Corbyn attempts to strike an oppositional pose by calling for “progressive reform in Europe.” But he endorses anti-immigrant measures by complaining of “the undercutting of wage rates and industry-wide agreements through the exploitation of migrant workers.” He echoes the criticism of the Tory right and UK Independence Party that “Cameron’s much-heralded ‘emergency brake’ on in-work migrants’ benefits will do nothing to cut inward migration to Britain.”

No event more surely exposes the lie that the EU is either a progressive body or one that can be made progressive than the fate of Greece, which was targeted by the EU for austerity measures that destroyed the jobs, livelihoods and social conditions, including access to health care, of millions of workers and their families.
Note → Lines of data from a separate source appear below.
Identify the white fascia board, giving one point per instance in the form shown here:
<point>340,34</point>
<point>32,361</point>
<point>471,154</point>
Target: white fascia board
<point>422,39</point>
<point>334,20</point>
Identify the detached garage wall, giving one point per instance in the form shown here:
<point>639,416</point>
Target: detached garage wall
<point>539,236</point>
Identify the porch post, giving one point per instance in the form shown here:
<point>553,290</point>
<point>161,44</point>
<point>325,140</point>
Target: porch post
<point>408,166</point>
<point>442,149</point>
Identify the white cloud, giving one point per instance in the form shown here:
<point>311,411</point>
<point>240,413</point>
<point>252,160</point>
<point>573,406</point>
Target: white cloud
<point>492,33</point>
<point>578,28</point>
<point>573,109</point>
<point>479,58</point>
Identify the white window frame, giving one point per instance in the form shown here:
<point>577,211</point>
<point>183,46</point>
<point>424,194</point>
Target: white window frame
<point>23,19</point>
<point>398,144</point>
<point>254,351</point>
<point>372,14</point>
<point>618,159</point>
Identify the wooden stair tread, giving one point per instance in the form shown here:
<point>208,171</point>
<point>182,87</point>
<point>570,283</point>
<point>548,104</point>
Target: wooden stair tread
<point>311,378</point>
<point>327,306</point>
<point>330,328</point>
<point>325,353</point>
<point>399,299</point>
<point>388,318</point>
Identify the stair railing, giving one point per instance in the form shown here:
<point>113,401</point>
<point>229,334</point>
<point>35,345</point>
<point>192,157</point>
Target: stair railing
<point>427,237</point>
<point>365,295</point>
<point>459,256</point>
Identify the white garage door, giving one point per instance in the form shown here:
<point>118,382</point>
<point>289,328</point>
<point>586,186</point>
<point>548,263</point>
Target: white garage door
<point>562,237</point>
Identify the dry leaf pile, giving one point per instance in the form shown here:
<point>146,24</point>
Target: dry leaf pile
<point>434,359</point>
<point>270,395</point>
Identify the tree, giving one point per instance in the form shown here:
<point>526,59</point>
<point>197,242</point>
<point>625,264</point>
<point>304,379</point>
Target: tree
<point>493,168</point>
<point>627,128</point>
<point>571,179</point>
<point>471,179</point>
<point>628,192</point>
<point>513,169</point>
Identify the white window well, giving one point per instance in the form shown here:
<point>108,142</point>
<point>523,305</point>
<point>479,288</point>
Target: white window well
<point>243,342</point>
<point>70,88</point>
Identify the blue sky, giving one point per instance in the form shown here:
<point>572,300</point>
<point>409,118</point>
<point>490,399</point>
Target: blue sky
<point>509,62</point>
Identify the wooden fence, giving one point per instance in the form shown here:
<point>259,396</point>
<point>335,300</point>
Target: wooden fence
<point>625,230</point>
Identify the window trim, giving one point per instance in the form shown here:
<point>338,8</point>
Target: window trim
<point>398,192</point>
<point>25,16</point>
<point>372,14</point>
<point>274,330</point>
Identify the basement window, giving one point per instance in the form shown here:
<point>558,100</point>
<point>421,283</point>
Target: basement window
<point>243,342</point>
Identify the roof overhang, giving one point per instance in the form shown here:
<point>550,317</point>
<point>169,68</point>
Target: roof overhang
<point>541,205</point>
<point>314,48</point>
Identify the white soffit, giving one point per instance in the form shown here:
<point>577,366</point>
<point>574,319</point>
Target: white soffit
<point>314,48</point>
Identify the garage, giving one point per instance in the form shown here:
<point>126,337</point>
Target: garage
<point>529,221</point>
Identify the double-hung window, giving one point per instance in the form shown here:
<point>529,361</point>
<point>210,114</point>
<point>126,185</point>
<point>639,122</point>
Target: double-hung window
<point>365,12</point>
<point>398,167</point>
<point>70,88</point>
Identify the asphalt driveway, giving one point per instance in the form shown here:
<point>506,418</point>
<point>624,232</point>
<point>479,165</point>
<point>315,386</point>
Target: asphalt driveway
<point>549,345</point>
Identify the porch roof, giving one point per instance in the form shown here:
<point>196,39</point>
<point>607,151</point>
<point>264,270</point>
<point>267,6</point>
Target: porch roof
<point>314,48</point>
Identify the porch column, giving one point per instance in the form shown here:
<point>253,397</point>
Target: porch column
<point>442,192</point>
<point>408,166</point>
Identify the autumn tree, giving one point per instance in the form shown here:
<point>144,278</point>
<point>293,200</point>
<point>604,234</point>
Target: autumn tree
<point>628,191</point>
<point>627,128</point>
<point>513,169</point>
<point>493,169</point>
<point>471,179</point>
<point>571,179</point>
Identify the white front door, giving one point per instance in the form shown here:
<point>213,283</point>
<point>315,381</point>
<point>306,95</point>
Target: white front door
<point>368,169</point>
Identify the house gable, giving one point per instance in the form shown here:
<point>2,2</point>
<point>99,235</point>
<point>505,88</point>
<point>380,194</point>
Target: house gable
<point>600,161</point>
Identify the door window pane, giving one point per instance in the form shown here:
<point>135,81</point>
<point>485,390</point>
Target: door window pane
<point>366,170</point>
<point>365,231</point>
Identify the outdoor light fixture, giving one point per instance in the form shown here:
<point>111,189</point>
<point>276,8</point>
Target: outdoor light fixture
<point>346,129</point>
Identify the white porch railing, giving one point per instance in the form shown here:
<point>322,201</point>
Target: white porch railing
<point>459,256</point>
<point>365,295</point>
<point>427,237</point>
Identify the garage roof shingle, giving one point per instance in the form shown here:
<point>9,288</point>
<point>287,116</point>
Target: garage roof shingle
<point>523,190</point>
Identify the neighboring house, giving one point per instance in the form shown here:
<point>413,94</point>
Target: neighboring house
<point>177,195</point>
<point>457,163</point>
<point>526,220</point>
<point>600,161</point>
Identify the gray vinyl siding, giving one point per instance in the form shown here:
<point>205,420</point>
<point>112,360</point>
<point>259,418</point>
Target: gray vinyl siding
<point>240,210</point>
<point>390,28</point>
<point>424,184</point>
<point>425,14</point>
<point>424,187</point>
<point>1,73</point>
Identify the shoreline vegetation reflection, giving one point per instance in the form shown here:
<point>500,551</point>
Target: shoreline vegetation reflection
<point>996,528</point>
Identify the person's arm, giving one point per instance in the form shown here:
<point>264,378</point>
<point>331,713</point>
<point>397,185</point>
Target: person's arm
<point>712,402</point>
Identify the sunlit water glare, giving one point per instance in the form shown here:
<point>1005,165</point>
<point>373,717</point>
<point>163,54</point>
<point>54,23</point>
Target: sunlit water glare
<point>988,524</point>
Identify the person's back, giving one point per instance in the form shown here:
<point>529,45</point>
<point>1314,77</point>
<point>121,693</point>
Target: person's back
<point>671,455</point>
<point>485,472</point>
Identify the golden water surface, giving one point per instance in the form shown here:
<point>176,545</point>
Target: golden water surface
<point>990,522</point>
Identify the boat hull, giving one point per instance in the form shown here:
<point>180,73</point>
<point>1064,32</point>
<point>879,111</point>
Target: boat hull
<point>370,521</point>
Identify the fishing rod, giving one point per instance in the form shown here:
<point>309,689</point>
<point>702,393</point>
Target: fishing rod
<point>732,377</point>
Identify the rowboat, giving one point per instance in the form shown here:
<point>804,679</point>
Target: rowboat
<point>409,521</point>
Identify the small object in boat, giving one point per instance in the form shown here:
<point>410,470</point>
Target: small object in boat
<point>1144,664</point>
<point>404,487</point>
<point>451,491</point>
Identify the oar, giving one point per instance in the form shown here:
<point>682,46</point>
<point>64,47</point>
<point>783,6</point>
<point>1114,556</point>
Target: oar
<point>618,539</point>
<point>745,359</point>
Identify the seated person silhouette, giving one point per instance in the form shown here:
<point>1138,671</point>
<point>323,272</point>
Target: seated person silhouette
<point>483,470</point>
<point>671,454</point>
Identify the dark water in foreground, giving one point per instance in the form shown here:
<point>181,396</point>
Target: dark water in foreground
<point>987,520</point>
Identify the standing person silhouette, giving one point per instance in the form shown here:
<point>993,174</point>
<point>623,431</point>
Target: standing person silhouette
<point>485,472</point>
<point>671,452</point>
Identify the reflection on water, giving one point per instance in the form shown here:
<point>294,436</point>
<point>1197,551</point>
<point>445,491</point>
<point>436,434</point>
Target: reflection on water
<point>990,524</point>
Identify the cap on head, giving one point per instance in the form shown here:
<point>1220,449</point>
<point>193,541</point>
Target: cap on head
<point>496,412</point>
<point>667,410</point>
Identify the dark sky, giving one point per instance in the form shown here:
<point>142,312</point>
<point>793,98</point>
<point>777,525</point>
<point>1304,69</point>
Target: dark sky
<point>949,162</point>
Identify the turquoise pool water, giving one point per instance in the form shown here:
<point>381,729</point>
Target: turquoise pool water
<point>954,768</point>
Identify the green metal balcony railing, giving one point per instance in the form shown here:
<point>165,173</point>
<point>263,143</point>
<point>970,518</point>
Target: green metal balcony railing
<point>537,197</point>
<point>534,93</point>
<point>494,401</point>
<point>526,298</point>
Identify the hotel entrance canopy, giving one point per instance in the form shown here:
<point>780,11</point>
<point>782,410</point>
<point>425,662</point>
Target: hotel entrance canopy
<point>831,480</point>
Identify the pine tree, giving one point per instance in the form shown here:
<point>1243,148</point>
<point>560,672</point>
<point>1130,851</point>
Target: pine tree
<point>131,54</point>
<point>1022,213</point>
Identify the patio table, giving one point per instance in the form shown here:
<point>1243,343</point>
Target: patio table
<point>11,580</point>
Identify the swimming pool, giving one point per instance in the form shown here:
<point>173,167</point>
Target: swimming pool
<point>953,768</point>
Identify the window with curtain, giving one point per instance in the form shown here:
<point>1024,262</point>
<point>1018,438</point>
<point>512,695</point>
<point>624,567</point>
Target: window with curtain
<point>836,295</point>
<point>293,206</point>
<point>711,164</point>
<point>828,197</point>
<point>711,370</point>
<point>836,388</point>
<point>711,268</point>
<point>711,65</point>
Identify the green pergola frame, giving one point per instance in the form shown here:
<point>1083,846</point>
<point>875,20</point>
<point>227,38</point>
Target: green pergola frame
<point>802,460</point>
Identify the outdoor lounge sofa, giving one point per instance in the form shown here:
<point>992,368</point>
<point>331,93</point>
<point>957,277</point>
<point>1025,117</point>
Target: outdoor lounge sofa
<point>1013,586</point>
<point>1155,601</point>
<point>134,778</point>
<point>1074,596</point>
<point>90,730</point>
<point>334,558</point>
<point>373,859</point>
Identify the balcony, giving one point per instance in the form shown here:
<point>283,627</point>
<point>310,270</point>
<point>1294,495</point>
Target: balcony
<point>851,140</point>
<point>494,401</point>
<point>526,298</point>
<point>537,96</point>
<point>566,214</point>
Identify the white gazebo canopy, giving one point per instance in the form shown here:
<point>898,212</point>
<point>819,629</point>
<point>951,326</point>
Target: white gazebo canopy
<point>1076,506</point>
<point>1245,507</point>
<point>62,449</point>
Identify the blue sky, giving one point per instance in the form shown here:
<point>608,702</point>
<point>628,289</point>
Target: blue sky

As such, it is treated as radioactive political material by everyone aligning with the Remain camp, especially Corbyn. Even when addressing the Party of European Socialists in the European Parliament last month, he spoke only of a general need to “work in a common way to address the negatives of the European Union from a progressive point of view” before urging closer cooperation with the United Left group. The latter formation includes Syriza, whose own pro-EU stance was integral to its betrayal of the struggle of the Greek working class against the “troika” of the EU, European Central Bank and International Monetary Fund.

As the Socialist Equality Party’s statement “For an active boycott of the Brexit referendum!” explains, “The SEP is irreconcilably hostile to the European Union, but our opposition is from the left, not the right. The EU is not an instrument for realising the genuine and necessary unification of Europe. It is a mechanism for the subjugation of the continent to the dictates of the financial markets and a forum in which competing states fight amongst themselves and conspire against the working class.”

We call for a rejection of the Remain campaign in defence of the EU and of the Leave campaign dominated by far-right forces preaching nationalism and xenophobia, and for the working class to take up the perspective of a common struggle with their brothers and sisters across the continent for the United Socialist States of Europe.